1897 book by William Clayton

Clayton's Guide, Clayton's Emigrant Guide, or as when published, The Latter-Day Saints' Emigrants' Guide, published by Missouri Republican Steam Power Press, Chambers & Knapp, 1848 and written by William Clayton, was one of a number of very popular guidebooks written to support the westward expansion of the United States in the mid-nineteenth century when organized emigrant wagon trains began to form in large numbers at various river ports on the Missouri River.

==Description==
Clayton's guide covered landmarks and distances starting from Council Bluffs and going to the Great Salt Lake along the Mormon Trail. The guide recorded the distance between landmarks like Chimney Rock and Devil's Gate and gave suggestions for camp locations and where to find water and forage. He collaborated with Orson Pratt and Appleton Harmon to create a wagon-wheel odometer, or roadometer, to record distances more accurately. They were the first pioneers to scientifically measure the distances on the overland trail.

== Writing and sales ==
Hoping to use the profits from the guide to finance his family's migration, Clayton got Brigham Young's approval of the project. On Brigham Young's behalf, Willard Richards wrote to Nathaniel H. Felt in St. Louis and William Pickett, asking them to help publish the guide. Clayton had 5,000 copies published. The guides were sold for five dollars each, but were in high demand. Joseph E. Ware's The Emigrants' Guide to California copied information from Clayton's guide for the section between Fort Laramie and the Bear River. Many pioneers used Clayton's guide; first editions are rare, presumably because they were well-used.

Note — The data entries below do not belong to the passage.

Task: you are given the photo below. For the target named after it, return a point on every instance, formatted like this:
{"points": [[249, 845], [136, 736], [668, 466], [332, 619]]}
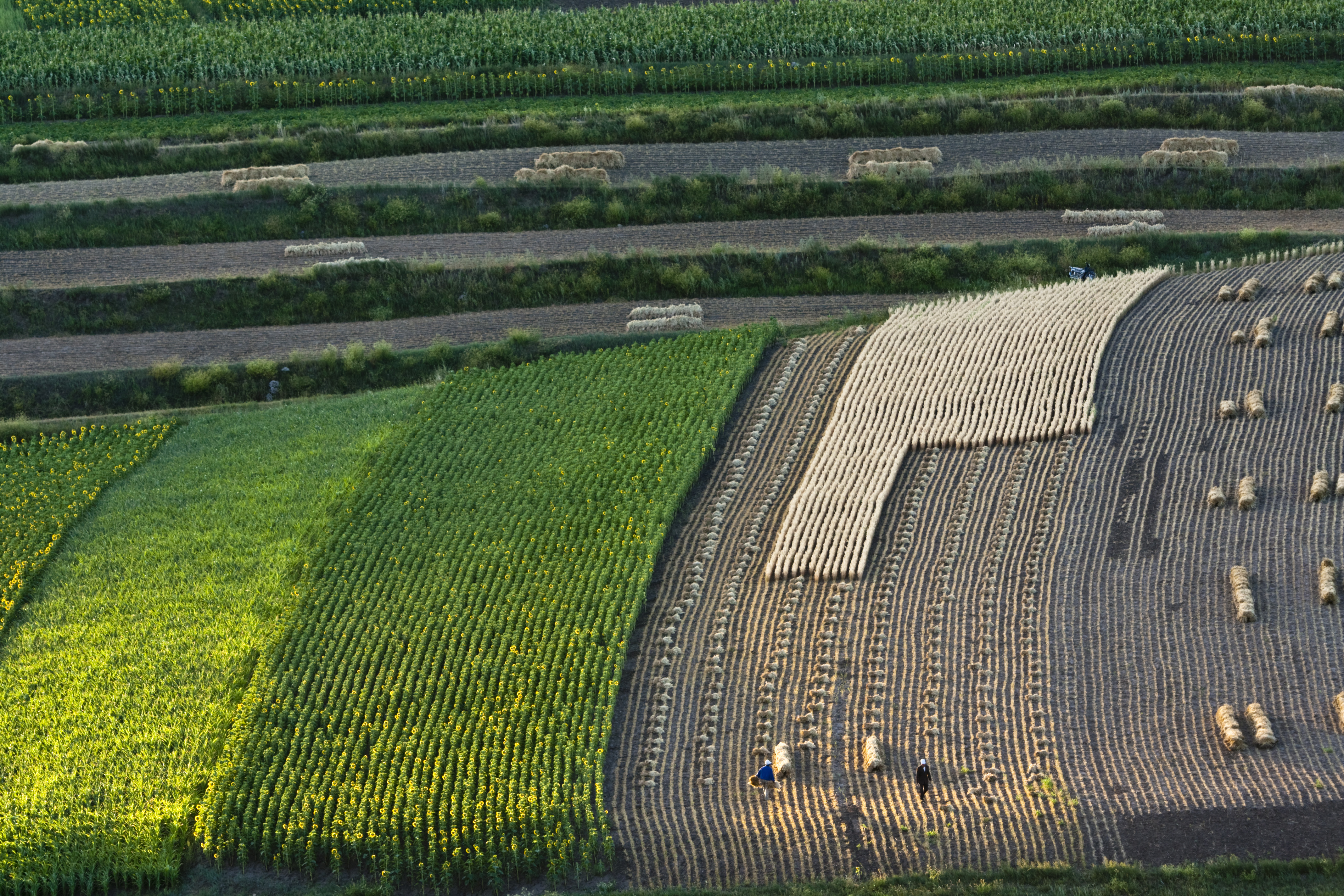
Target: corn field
{"points": [[48, 483], [316, 60], [999, 369], [468, 620]]}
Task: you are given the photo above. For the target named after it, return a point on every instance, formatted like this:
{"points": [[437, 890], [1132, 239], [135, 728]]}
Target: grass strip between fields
{"points": [[312, 213], [414, 289], [126, 664]]}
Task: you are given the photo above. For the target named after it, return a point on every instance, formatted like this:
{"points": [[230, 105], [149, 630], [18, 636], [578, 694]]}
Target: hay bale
{"points": [[1264, 733], [326, 249], [897, 154], [276, 183], [783, 759], [1230, 729], [596, 159], [234, 175], [1112, 217], [1320, 487], [564, 172], [1242, 597], [1326, 586], [889, 168], [1191, 159], [873, 758], [1246, 494], [1197, 144]]}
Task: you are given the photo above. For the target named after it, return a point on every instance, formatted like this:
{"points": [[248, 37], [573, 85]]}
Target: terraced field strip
{"points": [[126, 351], [65, 268], [820, 158], [1140, 602]]}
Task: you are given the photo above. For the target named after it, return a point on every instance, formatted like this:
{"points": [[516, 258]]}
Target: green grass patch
{"points": [[124, 667], [413, 289], [314, 213]]}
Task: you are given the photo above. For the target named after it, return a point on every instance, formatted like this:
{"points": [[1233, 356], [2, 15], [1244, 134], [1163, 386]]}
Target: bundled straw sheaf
{"points": [[1246, 494], [897, 154], [269, 182], [1116, 230], [1264, 733], [1230, 729], [888, 168], [675, 323], [1112, 217], [1326, 585], [1335, 398], [873, 758], [53, 146], [1198, 144], [1254, 405], [1242, 597], [940, 375], [1320, 487], [1293, 91], [234, 175], [654, 312], [562, 172], [783, 759], [1195, 159], [597, 159], [326, 249]]}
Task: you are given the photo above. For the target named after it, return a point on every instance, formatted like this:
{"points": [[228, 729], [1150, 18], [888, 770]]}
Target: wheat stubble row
{"points": [[1143, 612], [998, 369]]}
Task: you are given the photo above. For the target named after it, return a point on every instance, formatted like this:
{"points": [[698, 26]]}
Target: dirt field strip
{"points": [[124, 351], [820, 158], [65, 268], [1140, 600]]}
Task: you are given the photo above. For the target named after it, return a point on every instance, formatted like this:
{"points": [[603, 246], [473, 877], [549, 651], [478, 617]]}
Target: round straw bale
{"points": [[1335, 398], [1256, 405], [1242, 594], [1264, 733], [1229, 727], [1327, 588], [873, 758], [1320, 487], [1246, 494]]}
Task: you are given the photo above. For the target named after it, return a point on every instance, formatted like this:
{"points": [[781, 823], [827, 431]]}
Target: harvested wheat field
{"points": [[1049, 623]]}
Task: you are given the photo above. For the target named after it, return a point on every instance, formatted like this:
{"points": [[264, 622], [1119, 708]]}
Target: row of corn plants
{"points": [[36, 104], [437, 710], [48, 483]]}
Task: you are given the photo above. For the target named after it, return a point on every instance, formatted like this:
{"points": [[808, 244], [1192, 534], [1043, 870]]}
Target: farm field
{"points": [[1048, 623]]}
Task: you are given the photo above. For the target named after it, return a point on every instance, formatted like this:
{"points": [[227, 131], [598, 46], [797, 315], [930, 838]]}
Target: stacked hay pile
{"points": [[897, 160], [673, 317]]}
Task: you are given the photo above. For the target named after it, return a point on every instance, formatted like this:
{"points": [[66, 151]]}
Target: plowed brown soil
{"points": [[61, 268], [820, 158]]}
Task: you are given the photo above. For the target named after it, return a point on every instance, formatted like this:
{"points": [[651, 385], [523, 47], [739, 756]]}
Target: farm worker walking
{"points": [[922, 778]]}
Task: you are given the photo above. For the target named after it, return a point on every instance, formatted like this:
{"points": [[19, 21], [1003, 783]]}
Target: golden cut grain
{"points": [[1326, 586], [1229, 727], [1246, 494], [1320, 487], [1264, 733]]}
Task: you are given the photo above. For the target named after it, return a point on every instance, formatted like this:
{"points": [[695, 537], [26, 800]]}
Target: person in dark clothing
{"points": [[922, 778]]}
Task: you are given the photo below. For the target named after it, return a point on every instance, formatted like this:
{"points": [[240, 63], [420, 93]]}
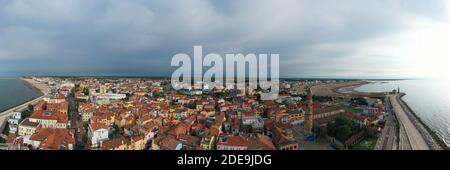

In 1852, Fisher and Bennett started to sell unauthorized copies of the guide for fifty cents each. Clayton offered to sell them the copyright, but the press refused on the grounds that "the considered themselves perfectly safe without it." He considered selling guides to emigrants in England to circumvent Fisher and Bennett's plan, but he wasn't in England long enough to enact it.